Daunt also refused to dumb-down the store offerings. The key challenge, he claimed was to “create an environment that’s intellectually satisfying—and not in a snobbish way, but in the sense of feeding your mind.”

His crucial move was refusing to take promotional money from publishers in exchange for purchase commitments and prominent placement of only certain books:

[Daunt] refused to play this game. He wanted to put the best books in the window. He wanted to display the most exciting books by the front door. Even more amazing, he let the people working in the stores make these decisions.

This is James Daunt’s super power: He loves books. 

“Staff are now in control of their own shops,” he explained. “Hopefully they’re enjoying their work more. They’re creating something very different in each store.”

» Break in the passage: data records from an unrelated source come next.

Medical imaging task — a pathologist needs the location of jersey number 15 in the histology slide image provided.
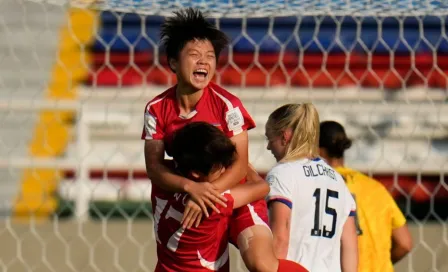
[311,188,339,238]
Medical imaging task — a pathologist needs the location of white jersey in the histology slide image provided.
[266,159,356,272]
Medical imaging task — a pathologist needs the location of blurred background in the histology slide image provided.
[0,0,448,272]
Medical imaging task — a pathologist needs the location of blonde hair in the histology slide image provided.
[266,103,320,162]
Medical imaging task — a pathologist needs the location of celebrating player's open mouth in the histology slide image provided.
[193,68,208,82]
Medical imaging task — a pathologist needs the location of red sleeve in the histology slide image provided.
[142,101,165,140]
[223,97,255,138]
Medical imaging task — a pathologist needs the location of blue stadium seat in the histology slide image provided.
[93,12,448,54]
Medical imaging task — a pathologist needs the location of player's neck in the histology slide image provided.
[327,158,344,168]
[176,84,204,114]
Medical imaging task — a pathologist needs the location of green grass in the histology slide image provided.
[54,199,152,220]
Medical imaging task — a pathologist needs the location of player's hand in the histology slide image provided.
[186,182,227,217]
[180,199,202,229]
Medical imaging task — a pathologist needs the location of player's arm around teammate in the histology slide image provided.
[266,103,357,272]
[173,122,269,229]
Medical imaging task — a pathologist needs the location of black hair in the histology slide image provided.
[319,121,352,159]
[172,122,237,176]
[160,8,229,70]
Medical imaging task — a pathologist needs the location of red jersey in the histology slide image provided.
[152,193,233,272]
[142,83,255,156]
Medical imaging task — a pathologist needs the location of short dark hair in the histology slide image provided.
[160,8,229,68]
[319,121,352,159]
[172,122,237,176]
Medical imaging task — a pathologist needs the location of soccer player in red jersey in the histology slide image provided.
[142,9,308,271]
[152,122,269,272]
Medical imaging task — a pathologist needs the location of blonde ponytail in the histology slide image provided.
[268,103,320,162]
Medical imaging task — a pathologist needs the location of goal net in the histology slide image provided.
[0,0,448,272]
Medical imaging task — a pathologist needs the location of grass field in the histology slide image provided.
[0,219,448,272]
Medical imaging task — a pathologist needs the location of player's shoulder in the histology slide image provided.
[208,82,242,107]
[146,86,176,110]
[266,163,295,180]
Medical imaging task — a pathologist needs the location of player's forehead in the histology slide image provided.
[183,39,215,54]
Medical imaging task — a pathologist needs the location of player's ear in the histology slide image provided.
[169,58,177,72]
[282,128,292,145]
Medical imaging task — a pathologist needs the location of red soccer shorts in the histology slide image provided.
[229,199,269,247]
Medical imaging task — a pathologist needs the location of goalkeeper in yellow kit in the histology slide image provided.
[319,121,412,272]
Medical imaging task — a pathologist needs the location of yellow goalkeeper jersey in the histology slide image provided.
[336,167,406,272]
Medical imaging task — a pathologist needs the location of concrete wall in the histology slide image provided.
[0,220,442,272]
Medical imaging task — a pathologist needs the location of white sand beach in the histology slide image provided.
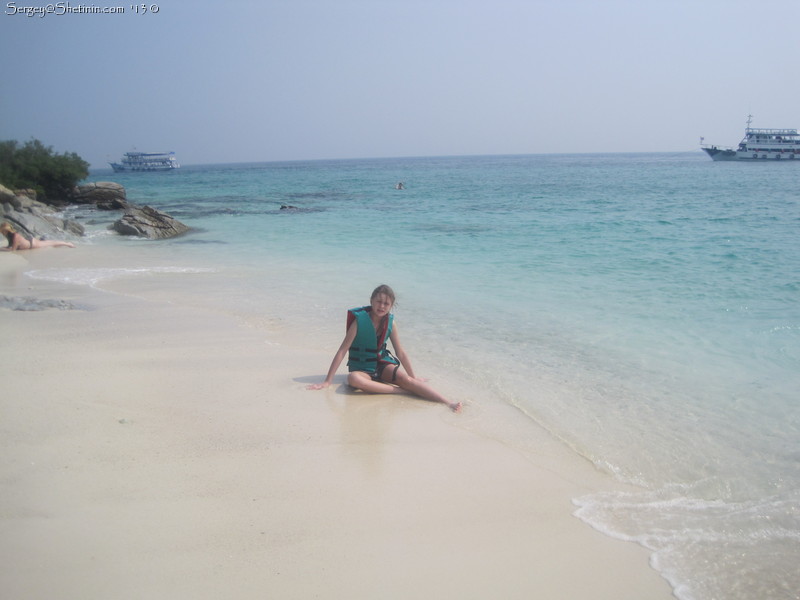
[0,247,672,600]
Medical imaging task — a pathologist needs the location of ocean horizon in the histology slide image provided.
[37,151,800,600]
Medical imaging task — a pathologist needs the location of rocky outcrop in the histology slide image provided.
[111,206,189,240]
[0,185,84,244]
[72,181,128,210]
[0,181,189,246]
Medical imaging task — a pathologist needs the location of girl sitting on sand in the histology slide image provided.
[308,285,461,412]
[0,221,75,250]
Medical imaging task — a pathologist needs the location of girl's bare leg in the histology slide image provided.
[382,367,461,412]
[347,371,400,394]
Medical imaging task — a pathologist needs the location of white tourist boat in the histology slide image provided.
[108,152,180,172]
[700,115,800,162]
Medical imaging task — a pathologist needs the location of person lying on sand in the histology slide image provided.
[308,285,461,412]
[0,221,75,251]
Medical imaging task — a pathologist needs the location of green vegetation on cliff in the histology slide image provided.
[0,139,89,202]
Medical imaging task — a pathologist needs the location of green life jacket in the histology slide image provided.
[347,306,400,373]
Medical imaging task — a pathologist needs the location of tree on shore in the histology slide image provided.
[0,139,89,202]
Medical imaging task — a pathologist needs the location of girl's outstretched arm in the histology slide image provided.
[306,321,358,390]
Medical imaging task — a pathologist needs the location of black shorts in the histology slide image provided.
[369,362,400,383]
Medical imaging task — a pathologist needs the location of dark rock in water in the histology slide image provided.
[0,185,84,239]
[72,181,128,210]
[111,206,189,240]
[0,296,78,311]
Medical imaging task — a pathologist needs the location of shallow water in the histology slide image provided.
[32,152,800,600]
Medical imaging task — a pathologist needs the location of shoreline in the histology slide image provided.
[0,246,673,600]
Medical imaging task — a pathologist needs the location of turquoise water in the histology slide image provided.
[50,152,800,600]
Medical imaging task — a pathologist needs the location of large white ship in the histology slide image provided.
[700,115,800,162]
[108,152,180,172]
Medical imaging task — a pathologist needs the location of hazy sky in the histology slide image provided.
[0,0,800,167]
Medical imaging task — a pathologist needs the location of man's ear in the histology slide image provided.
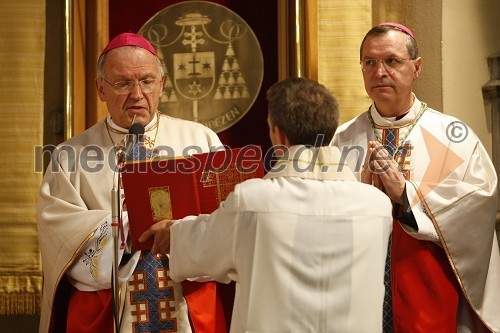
[94,78,105,102]
[274,126,291,147]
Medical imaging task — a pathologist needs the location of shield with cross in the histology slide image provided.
[173,52,215,100]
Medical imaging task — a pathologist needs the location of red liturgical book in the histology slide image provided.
[122,146,264,251]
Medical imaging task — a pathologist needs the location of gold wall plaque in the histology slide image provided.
[139,1,264,132]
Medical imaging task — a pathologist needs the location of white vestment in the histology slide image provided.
[38,113,222,333]
[332,94,500,332]
[170,146,392,333]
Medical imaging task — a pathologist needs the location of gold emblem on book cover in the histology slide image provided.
[149,186,172,222]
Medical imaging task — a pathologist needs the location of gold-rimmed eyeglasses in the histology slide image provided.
[100,76,158,94]
[359,57,413,72]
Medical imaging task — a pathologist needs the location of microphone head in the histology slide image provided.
[128,123,144,135]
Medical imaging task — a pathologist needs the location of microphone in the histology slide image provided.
[118,123,144,163]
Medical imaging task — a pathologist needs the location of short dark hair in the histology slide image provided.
[359,25,418,60]
[267,78,339,146]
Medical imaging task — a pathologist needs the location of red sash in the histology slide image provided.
[391,221,460,333]
[66,288,114,333]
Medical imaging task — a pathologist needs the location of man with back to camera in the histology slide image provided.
[333,22,500,333]
[140,78,392,333]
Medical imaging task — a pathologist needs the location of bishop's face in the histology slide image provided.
[361,30,421,117]
[96,46,163,128]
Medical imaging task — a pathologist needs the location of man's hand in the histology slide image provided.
[139,220,175,256]
[361,141,405,204]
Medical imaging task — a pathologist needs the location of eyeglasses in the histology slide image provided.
[100,77,158,94]
[359,57,413,72]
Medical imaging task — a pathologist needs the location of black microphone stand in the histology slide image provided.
[111,156,123,333]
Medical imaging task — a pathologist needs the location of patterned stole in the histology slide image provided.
[125,136,232,333]
[123,135,182,333]
[382,128,399,333]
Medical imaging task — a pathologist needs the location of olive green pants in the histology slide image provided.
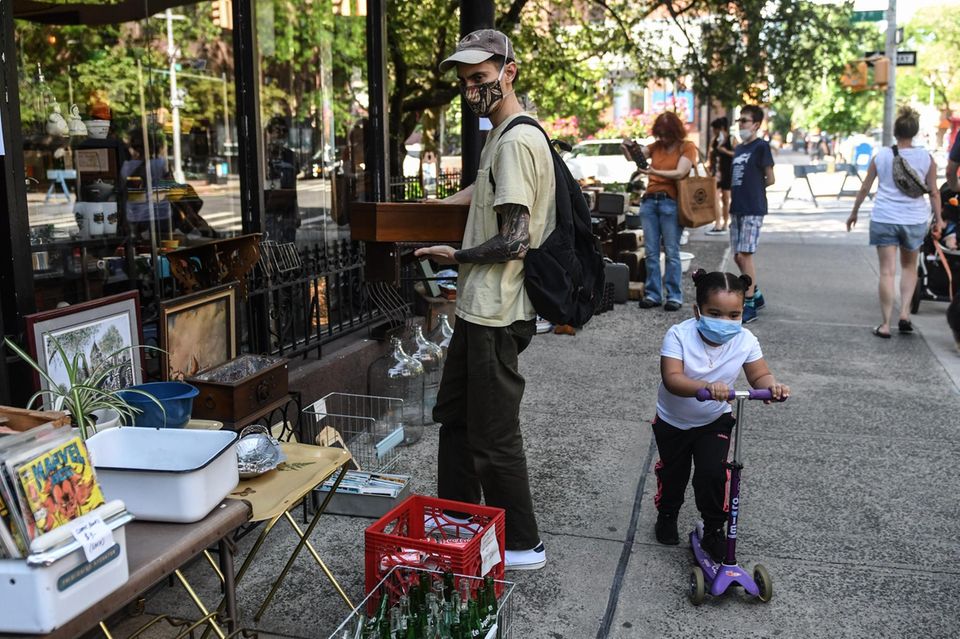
[433,318,540,550]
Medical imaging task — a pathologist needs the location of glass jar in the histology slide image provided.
[367,337,424,446]
[427,313,453,361]
[413,326,443,424]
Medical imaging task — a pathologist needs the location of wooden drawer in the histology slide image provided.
[186,355,289,422]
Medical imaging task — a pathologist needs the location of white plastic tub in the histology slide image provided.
[87,428,240,523]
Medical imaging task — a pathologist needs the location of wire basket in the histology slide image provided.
[329,566,515,639]
[303,393,403,472]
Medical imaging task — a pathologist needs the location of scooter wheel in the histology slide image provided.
[687,566,707,606]
[753,564,773,603]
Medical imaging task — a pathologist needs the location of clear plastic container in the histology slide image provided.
[367,337,424,446]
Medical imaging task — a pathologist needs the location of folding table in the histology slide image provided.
[221,442,354,621]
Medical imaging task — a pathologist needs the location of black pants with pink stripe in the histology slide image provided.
[653,413,734,530]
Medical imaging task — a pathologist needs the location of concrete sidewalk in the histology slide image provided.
[122,216,960,639]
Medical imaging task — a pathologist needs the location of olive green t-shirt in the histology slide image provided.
[457,113,556,326]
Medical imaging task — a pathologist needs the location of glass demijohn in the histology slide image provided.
[368,337,424,446]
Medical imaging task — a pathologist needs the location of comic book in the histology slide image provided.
[6,436,104,541]
[0,483,28,559]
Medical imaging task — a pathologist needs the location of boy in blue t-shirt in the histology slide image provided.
[730,104,774,324]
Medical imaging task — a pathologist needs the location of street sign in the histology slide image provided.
[850,10,886,22]
[863,51,917,67]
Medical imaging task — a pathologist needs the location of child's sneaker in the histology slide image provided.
[503,542,547,570]
[653,513,680,546]
[753,288,767,311]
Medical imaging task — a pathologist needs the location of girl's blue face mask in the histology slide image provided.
[697,309,743,344]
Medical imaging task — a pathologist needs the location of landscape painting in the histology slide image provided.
[160,287,237,380]
[25,291,143,409]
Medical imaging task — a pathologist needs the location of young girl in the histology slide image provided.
[653,269,790,561]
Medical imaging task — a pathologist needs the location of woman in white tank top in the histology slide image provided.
[847,107,943,339]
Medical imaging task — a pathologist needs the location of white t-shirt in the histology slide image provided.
[657,317,763,430]
[870,146,931,224]
[457,113,557,326]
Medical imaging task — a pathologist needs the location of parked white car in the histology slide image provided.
[564,140,637,184]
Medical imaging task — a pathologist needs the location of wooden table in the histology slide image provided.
[0,499,251,639]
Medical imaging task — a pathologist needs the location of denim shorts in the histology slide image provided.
[870,220,927,251]
[730,215,763,253]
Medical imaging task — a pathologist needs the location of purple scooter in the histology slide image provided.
[688,388,773,606]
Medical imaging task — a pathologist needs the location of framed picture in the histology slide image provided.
[160,286,237,380]
[24,291,143,409]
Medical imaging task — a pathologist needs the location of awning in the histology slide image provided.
[13,0,196,25]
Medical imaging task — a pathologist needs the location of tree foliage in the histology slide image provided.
[654,0,853,105]
[897,7,960,116]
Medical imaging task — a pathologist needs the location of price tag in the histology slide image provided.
[70,516,113,561]
[480,526,500,575]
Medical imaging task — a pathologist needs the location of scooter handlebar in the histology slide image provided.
[697,388,787,402]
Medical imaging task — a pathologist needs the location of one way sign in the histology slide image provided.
[864,51,917,67]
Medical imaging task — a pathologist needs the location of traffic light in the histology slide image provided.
[210,0,233,30]
[871,56,890,87]
[840,60,868,91]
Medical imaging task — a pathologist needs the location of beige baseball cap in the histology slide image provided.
[440,29,514,73]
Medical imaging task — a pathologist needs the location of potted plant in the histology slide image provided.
[4,337,163,439]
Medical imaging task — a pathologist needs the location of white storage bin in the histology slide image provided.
[0,515,132,634]
[87,427,240,523]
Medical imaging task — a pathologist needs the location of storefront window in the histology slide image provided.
[256,0,367,247]
[15,0,241,316]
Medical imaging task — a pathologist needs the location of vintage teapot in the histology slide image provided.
[47,100,70,135]
[67,104,87,136]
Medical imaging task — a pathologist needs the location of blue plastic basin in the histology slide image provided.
[117,382,200,428]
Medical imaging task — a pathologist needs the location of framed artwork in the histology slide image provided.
[24,291,143,409]
[160,286,237,380]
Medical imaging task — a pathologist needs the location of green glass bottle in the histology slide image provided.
[443,572,454,601]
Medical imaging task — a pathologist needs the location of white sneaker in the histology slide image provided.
[503,542,547,570]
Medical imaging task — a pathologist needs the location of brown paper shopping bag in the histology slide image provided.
[677,165,717,228]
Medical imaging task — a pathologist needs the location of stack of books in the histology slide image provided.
[0,425,104,559]
[320,470,408,499]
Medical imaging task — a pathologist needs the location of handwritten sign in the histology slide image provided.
[70,516,114,561]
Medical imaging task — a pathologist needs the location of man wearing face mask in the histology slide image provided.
[730,104,774,324]
[416,29,556,570]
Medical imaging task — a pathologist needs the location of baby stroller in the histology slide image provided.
[910,184,960,313]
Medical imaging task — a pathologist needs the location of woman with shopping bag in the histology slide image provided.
[639,111,692,311]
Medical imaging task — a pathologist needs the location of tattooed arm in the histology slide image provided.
[454,204,530,264]
[414,204,530,264]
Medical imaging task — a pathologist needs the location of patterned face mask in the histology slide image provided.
[460,33,509,118]
[460,62,507,118]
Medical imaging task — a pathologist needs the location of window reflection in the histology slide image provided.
[15,2,242,310]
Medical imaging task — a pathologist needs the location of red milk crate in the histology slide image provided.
[364,495,506,593]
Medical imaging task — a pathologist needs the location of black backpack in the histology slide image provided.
[490,115,604,328]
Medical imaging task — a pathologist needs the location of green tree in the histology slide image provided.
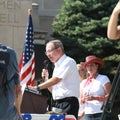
[52,0,120,78]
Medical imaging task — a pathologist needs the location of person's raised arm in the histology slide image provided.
[107,0,120,40]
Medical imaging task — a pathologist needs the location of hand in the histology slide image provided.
[41,69,49,80]
[27,85,37,90]
[113,0,120,14]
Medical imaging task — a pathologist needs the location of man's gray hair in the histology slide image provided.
[48,40,64,52]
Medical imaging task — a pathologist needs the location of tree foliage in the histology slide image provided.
[52,0,120,79]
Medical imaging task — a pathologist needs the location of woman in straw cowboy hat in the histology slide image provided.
[80,55,111,120]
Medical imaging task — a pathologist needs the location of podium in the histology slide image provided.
[21,89,48,114]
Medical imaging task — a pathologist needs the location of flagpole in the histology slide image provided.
[28,9,32,15]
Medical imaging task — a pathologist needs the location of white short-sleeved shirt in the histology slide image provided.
[81,74,110,114]
[52,54,80,100]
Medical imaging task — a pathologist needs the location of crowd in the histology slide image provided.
[0,1,120,120]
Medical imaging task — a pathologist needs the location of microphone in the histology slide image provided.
[43,60,49,70]
[42,60,49,80]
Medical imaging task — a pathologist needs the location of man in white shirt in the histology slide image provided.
[30,40,80,118]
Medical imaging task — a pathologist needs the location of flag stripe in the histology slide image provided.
[19,14,35,93]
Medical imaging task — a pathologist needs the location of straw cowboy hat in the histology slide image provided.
[84,55,105,68]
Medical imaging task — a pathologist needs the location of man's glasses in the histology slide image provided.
[45,47,58,55]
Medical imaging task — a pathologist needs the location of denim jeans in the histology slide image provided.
[83,113,102,120]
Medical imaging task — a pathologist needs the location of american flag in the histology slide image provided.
[19,10,35,91]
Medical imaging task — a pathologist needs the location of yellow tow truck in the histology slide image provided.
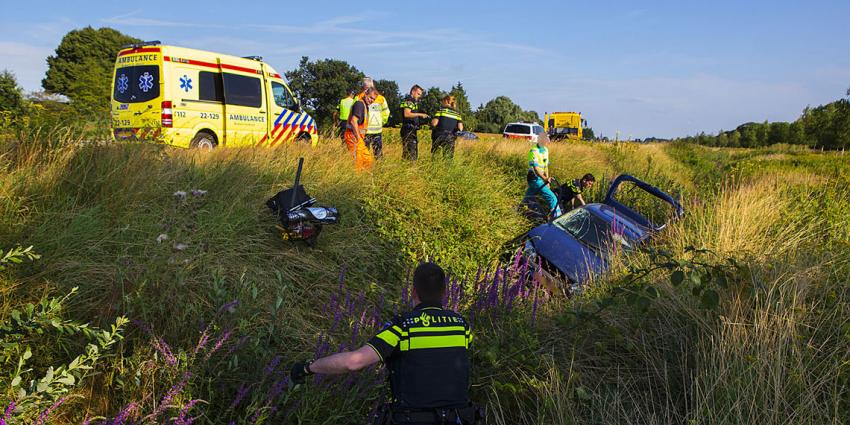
[543,112,586,140]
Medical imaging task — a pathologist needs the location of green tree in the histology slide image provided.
[375,80,401,127]
[286,56,363,125]
[41,27,141,110]
[476,96,540,133]
[767,122,791,145]
[449,81,478,131]
[0,69,27,114]
[420,87,446,116]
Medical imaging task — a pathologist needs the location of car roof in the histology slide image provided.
[579,203,652,239]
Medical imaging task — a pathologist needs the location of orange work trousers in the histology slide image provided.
[343,129,375,170]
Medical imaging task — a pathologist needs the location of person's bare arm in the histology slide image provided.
[310,345,381,375]
[534,167,549,182]
[348,114,366,140]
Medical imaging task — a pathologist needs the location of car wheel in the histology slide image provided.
[295,133,313,145]
[189,131,218,151]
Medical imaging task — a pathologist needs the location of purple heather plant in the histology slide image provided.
[174,400,200,425]
[0,400,17,425]
[107,402,139,425]
[151,372,192,418]
[207,329,233,357]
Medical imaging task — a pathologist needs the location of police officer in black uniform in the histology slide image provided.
[431,95,463,158]
[401,84,429,161]
[291,263,476,425]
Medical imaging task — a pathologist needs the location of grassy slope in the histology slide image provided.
[0,132,850,423]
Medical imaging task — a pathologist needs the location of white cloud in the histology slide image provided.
[0,40,53,91]
[518,75,813,137]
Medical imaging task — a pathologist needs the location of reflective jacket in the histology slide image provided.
[336,96,354,121]
[367,303,472,409]
[528,145,549,174]
[357,93,390,134]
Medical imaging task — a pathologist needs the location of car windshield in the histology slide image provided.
[554,208,640,251]
[505,124,531,134]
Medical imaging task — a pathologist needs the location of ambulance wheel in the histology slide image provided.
[189,131,218,151]
[295,133,313,145]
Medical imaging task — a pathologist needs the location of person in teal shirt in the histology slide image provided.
[525,133,561,218]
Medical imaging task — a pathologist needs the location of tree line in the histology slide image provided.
[0,27,540,133]
[676,89,850,149]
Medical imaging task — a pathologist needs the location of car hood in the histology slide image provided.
[528,223,607,283]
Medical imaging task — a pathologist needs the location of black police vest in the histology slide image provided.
[369,305,472,409]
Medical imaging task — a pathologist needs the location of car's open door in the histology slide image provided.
[603,174,685,231]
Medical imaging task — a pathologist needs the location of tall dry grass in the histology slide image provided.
[0,133,850,424]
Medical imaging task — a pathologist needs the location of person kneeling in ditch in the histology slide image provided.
[290,263,483,425]
[524,133,561,218]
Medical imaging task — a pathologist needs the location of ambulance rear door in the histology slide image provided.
[260,71,304,146]
[220,61,268,146]
[111,47,164,140]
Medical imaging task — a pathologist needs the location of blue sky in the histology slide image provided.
[0,0,850,138]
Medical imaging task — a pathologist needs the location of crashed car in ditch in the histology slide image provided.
[522,174,684,291]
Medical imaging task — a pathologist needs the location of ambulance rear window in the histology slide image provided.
[112,65,159,103]
[223,73,263,107]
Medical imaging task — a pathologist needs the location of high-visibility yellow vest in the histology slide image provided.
[337,96,354,121]
[357,93,390,134]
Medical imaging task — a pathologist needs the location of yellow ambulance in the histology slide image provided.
[111,41,319,149]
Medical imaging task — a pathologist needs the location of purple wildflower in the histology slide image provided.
[174,400,200,425]
[131,319,153,335]
[351,321,360,345]
[195,329,210,354]
[338,265,345,292]
[152,372,192,418]
[0,400,17,425]
[345,294,354,317]
[487,268,502,308]
[35,397,65,425]
[107,402,139,425]
[511,247,522,275]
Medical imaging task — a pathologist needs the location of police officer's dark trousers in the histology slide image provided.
[431,131,456,158]
[372,405,484,425]
[401,125,419,161]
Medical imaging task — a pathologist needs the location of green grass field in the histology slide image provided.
[0,133,850,425]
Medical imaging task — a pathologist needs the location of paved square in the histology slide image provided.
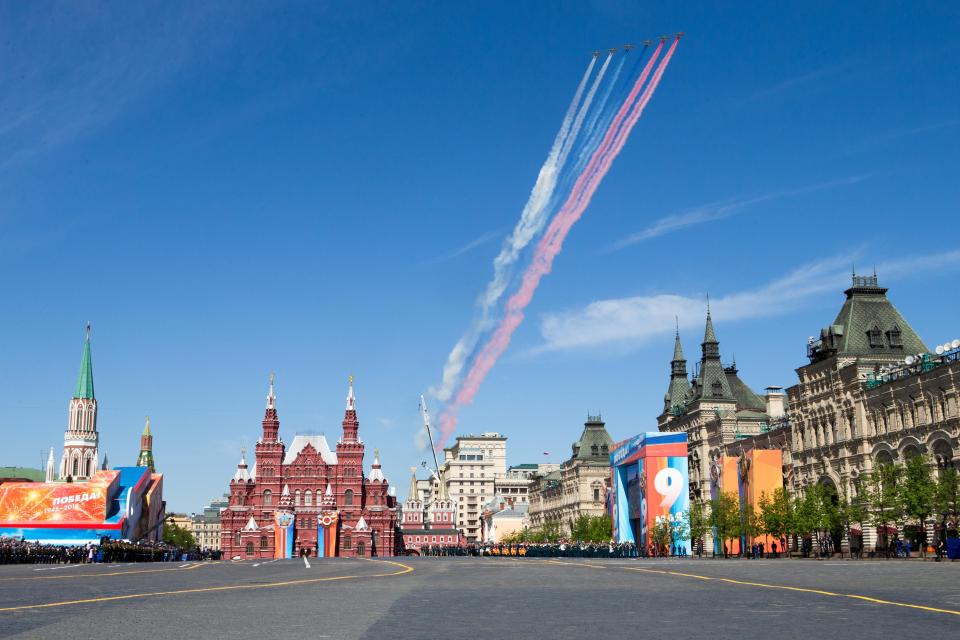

This cheered me to read, not only because of my interest in the success of bookstores but also because I worked at Barnes & Noble for about six months back in 2011.

Freshly stateside after months abroad, I was nearly broke and working at a grocery store when my friend Brian let me know he’d be leaving his job in the Music & Movies section at our local B&N store and would put in a good word for me if I applied. I did so immediately and got the job, which boosted my pay (from “enough to avoid destitution” to “meager”) along with my spirits.

It turned out to be one of the best jobs I’ve ever had, despite lasting only about six months before I got full-time work elsewhere.

Since whoever was working in the Music & Movies section couldn’t leave it unsupervised, I would be stationed there during my shifts no matter how busy it got elsewhere in the store. Some might have found that suffocating, but as a movie lover I relished being sequestered with thousands of Blu-rays, DVDs, and CDs to browse through and organize when I wasn’t helping customers.

Another big factor of my enjoyment of that job was the manager of the Music & Movies section, Joe. He was the most laidback of the store managers but also probably the most effective because, as my friend Brian said after I sent him the above article:

This strategy reminds me of how Joe would run the music section. He gave us a lot of power over the music that was on the shelves and it allowed us to sell CDs when the industry was in decline. Well done, Barnes.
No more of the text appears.